Dave Chinner <david@...morbit.com> writes:

> We actually have an informal convention for formating filesystem
> trace events, and that is to use the device number....
>
>> 
>> > +	),
>> > +
>> > +	TP_printk("page=%p pfn=%lu blk=%d:%d inode+ofs=%lu+%lu",
>
> ... and to prefix messages like:
>
> 	TP_printk("dev %d:%d ino 0x%llx ....
> 		  MAJOR(__entry->dev), MINOR(__entry->dev),
>
> i.e. the start of the event message has all the identifying
> information where it is easy to grep for and get all the events for
> a specific dev/inode combination without even having to think about
> it.

I cross-checked your proposition.
The "ino 0x%llx" looks wrong to me, because :
 - i_ino is "unsigned long", not "(unsigned) long long"

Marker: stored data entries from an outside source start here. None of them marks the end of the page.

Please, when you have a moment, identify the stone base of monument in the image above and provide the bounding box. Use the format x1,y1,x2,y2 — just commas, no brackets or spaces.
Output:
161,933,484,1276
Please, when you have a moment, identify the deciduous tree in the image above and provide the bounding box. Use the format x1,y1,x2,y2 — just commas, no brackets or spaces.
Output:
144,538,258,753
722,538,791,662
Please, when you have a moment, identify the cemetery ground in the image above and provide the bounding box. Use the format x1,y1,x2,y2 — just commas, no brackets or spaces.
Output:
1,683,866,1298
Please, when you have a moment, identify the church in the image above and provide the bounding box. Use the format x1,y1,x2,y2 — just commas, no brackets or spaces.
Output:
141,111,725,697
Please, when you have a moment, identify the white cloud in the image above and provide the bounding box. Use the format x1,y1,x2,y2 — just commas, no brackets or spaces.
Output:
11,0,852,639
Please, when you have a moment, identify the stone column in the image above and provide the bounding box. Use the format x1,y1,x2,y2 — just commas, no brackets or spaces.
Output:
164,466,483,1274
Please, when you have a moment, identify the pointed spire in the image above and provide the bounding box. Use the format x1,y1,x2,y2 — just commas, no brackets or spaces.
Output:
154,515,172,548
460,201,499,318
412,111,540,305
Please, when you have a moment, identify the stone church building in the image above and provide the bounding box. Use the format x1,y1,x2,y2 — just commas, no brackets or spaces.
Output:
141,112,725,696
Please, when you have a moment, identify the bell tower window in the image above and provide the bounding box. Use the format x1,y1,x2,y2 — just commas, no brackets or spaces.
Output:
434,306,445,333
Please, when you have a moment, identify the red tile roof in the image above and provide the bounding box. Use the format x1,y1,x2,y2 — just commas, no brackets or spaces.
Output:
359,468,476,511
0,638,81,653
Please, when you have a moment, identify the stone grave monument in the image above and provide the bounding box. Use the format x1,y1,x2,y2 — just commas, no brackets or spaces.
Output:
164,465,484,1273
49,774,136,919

 - triggers a printk where "ino" looks really awfull (on a 32bits LE arm)
>  mm_filemap_add_to_page_cache: dev 0:2 ino 0xc05186e000000000 page=000a0737
>  pfn=0 ofs=3283861504

 - why print the inode number in hexadecimal format ???
   Doing a "ls -i" returns decimal format, "debugfs" returns decimal. What is
   the rational behind hexadecimal ?

I'd rather have : "dev %d:%d ino %lu page=0x%p pfn=%lu ofs=%lu".